An audit by the Internal Revenue Service (IRS) or state and local governments can be a source of anxiety and financial strain, especially if non-compliance is found. Restaurants, with their numerous tax obligations and regulations, must be vigilant to ensure compliance. This article outlines key areas of interest for tax agencies during audits and provides tips to help restaurant owners maintain compliance.

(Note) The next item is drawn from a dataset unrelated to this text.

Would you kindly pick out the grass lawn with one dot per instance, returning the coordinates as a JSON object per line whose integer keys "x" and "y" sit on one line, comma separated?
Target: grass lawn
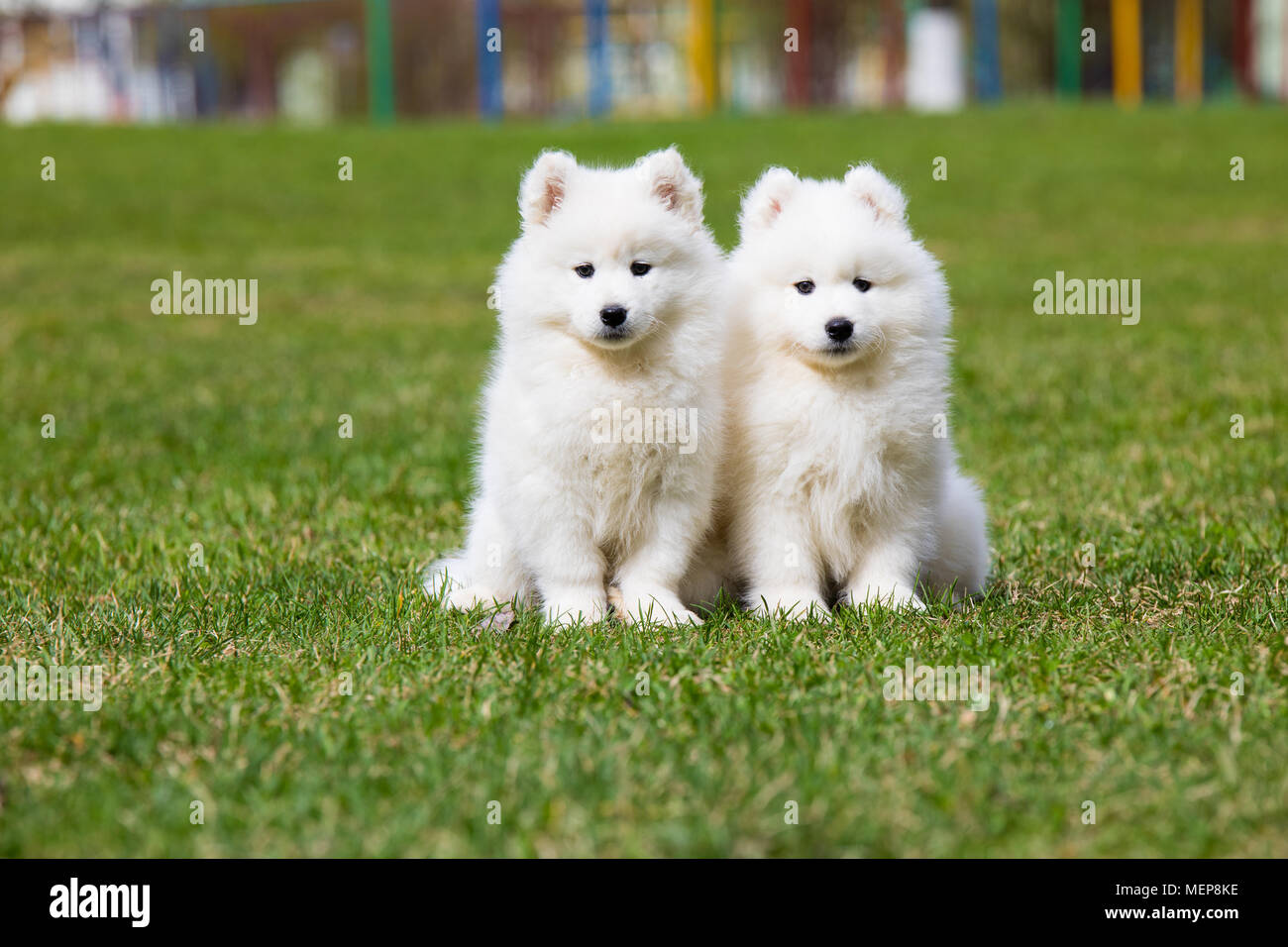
{"x": 224, "y": 684}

Financial & Tax Considerations –

  • Sales and Use Tax Compliance: Restaurants must navigate various state and local sales tax obligations, ensuring correct tax charges and remittances. Purchases from out-of-state vendors might still incur use tax liabilities in the restaurant’s home state. Regularly reviewing sales items for correct tax application and assessing use taxes on out-of-state purchases can help maintain compliance.
  • Depreciation and Capitalization: The IRS examines depreciation schedules and capitalization policies to ensure proper classification and application of tax rules. States, having decoupled from federal accelerated depreciation methods, also scrutinize these areas. Implementing a capitalization policy and regularly reviewing the general ledger helps ensure correct categorization and compliance, avoiding costly amendments and penalties.
  • Franchise Fees and Royalties: For franchised restaurants, the IRS reviews the deductibility and timing of franchise fees and royalties, ensuring compliance with tax regulations. Accurate allocation and reporting of these expenses are essential to avoid issues.
  • Cash Transactions: Restaurants, being cash-intensive businesses, are closely monitored by the IRS for potential underreporting of income. Auditors will scrutinize cash register tapes, sales receipts, and bank deposits to confirm all income is accurately reported. Owners should conduct daily reconciliations and implement robust cash management controls to ensure accuracy and minimize the risk of financial loss.
  • Sponsorships and Charitable Donations: When sponsoring events or making charitable donations, the IRS assesses whether these expenses qualify as deductible business expenses or charitable contributions, requiring proper documentation. Enhanced deductions for donating unsold food must be well-supported to withstand scrutiny.

Property Considerations –

  • Gift Card and Gift Certificate Sales: Income from gift card sales must be accurately recognized for tax purposes. Additionally, compliance with unclaimed property laws regarding unused gift cards is essential. Maintaining a tracking system for these financial instruments and understanding state-specific unclaimed property laws can prevent legal issues.
  • Inventory and Cost of Goods Sold (COGS): The IRS reviews how restaurants value and track inventory and calculate COGS. Regular inventory counts and accurate record-keeping are crucial, especially for deductions related to inventory losses from spoilage, theft, or damage. This ensures accurate tax reporting and supports positions taken on tax returns.

Employee Considerations –

  • Tip Reporting Requirements: Accurate reporting of employee tips is complex but vital. The IRS reviews compliance with tip reporting and withholding, including the proper filing of forms like Form 8027. Understanding tip allocation agreements and ensuring compliance with TRAC agreements, where applicable, helps avoid significant exposure to penalties.
  • Minimum Wage and Labor Laws: The IRS and states may coordinate with agencies like the Department of Labor to verify compliance with wage and labor laws. Non-compliance can result in severe penalties and damage to a restaurant’s reputation. Operators should fully understand and regularly review federal and state labor laws, considering periodic self-audits for added protection.
  • Employee Classification: Proper classification of workers as employees or independent contractors is crucial. Misclassification can lead to significant back taxes, penalties, and interest. The IRS and states examine the level of control a restaurant has over its workers in terms of training, direction, resources, and working hours. Significant control typically indicates employee status, necessitating proper payroll tax withholdings.

Operating a restaurant involves many challenges, including navigating tax obligations and potential audits. By understanding and complying with various tax laws and regulations, restaurant owners can avoid costly mistakes. Seeking outside assistance when needed can provide additional assurance of compliance and peace of mind.